There’s a dreamy, melancholic quality to the movie that’s a little reminiscent of Sofia Coppola’s Lost in Translation. And ahead of its wide release scheduled for June 23, Past Lives has already debuted in limited release to rapturous reviews and near-perfect critics’ and audience scores on Rotten Tomatoes.
As for what it’s about, the synopsis from A24:
“Nora and Hae Sung, two deeply connected childhood friends, are wrest apart after Nora’s family emigrates from South Korea. Two decades later, they are reunited in New York for one fateful week as they confront notions of destiny, love, and the choices that make a life, in this heartrending modern romance.”
Streaming audiences will recognize Greta Lee, who plays Nora, from her work on series like Apple TV+’s The Morning Show and Russian Doll on Netflix. She is absolutely mesmerizing here, in a movie that draws from the Korean concept of “in-yun” — essentially, a relationship between two people within the context of destiny. The idea is described as comparable to following a set of breadcrumbs that’s unique to you over the course of your life. And if you’re unkind or unobservant along the way, you can irrevocably destroy that search for where the breadcrumbs end. Supposedly, according to Nora, in-yun can manifest itself even in something as mundane as two people cognizant of the fact that they’ve brushed each other’s sleeve on a busy city street.

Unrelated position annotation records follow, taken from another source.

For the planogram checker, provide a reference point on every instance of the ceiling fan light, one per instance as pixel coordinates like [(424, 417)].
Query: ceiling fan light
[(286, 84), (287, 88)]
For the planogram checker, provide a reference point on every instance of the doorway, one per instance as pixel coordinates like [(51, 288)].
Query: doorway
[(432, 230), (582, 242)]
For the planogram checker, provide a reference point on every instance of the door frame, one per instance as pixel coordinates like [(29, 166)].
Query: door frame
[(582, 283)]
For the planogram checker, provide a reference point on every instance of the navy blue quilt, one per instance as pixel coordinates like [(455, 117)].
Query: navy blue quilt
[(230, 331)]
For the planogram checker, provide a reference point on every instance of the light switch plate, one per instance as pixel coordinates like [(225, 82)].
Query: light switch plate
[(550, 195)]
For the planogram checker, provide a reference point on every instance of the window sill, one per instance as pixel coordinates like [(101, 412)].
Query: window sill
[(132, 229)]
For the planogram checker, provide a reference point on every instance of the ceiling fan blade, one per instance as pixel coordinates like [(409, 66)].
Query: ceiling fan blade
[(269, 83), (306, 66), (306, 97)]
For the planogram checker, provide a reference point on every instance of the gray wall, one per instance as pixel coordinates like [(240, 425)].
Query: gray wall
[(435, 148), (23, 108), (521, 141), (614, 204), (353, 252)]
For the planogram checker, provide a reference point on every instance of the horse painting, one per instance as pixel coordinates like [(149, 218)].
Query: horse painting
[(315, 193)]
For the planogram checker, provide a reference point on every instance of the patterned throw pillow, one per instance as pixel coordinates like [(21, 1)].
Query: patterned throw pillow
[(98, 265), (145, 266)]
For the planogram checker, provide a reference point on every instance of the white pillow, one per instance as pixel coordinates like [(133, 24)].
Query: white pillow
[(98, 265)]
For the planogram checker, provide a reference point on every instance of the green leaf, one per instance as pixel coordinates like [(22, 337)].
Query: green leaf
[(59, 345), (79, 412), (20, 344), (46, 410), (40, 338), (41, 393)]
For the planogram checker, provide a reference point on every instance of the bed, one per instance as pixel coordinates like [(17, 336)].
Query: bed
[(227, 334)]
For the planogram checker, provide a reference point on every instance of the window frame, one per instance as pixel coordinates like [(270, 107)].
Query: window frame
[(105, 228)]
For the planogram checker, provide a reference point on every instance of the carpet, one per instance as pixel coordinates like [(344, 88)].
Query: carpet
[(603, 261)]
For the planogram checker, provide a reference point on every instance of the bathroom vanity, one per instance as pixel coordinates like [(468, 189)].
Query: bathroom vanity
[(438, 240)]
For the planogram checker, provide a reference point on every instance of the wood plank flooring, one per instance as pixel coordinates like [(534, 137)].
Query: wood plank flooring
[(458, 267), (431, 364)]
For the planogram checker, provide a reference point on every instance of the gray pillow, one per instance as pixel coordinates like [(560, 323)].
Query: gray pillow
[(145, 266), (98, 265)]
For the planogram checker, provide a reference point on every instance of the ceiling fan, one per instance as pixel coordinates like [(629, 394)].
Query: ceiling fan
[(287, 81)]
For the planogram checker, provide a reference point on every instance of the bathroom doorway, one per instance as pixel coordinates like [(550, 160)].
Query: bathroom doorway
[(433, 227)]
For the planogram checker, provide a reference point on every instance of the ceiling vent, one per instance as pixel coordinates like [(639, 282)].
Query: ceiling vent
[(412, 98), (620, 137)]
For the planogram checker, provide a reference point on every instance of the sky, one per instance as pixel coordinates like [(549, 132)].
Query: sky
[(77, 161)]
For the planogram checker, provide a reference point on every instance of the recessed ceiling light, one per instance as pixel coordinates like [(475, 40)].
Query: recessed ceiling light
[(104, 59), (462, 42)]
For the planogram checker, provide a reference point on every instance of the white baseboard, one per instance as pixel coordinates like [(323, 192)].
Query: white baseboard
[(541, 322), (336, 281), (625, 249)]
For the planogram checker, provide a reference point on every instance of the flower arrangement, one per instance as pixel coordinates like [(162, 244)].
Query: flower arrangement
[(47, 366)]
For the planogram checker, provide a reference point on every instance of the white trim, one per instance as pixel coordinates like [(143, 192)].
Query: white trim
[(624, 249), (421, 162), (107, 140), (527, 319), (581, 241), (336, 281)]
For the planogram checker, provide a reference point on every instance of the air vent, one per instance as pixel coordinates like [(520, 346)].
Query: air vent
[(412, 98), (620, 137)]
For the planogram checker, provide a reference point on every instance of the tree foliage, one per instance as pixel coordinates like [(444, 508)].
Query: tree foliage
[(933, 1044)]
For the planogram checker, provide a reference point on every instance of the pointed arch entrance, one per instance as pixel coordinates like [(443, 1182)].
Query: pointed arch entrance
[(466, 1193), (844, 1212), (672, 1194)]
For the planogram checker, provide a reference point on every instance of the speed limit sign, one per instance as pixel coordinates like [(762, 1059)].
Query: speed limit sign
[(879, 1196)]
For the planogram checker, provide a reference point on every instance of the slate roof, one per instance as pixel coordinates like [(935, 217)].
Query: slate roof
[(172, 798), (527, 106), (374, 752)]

In the real world, we are all prisoners of this moment, right now, hovering in a state of endless transition between the past and what’s still to come. In Past Lives, characters exist in something more akin to a present-perfect state — along a temporal continuum where the life of a character like Nora is the sum total of roads she’s gone down, choices she’d made, choices she didn’t, her life’s past, and the past lives that collided to influence her own, and those of the people around her.
Early on in the film, Nora is a young girl choosing an English name in preparation for her family’s immigration from Korea to Canada — a relocation that, among other things, meant leaving behind her childhood sweetheart. Hae Sung is the boy she walked home from school with, and the boy left devastated after her departure.
Nora grows up and follows her trail of breadcrumbs to New York. She becomes a playwright. Hae Sung, meanwhile, has never been able to forget her. He looks her up, connects with her online, and thanks to Skype — the two friends from the past have returned to the present. The complicating factor is that Nora already has a present of her own. Where is the space for choice and possibility if destiny trumps everything else in our lives? What makes Past Lives such a wistful and beautiful movie is that points a way toward the irresistible notion that destiny doesn’t have to be a conveyer belt that carries us passively along. I feel like the point of a movie like this is that destiny and possibility — maybe they’re really just two different versions of the same thing.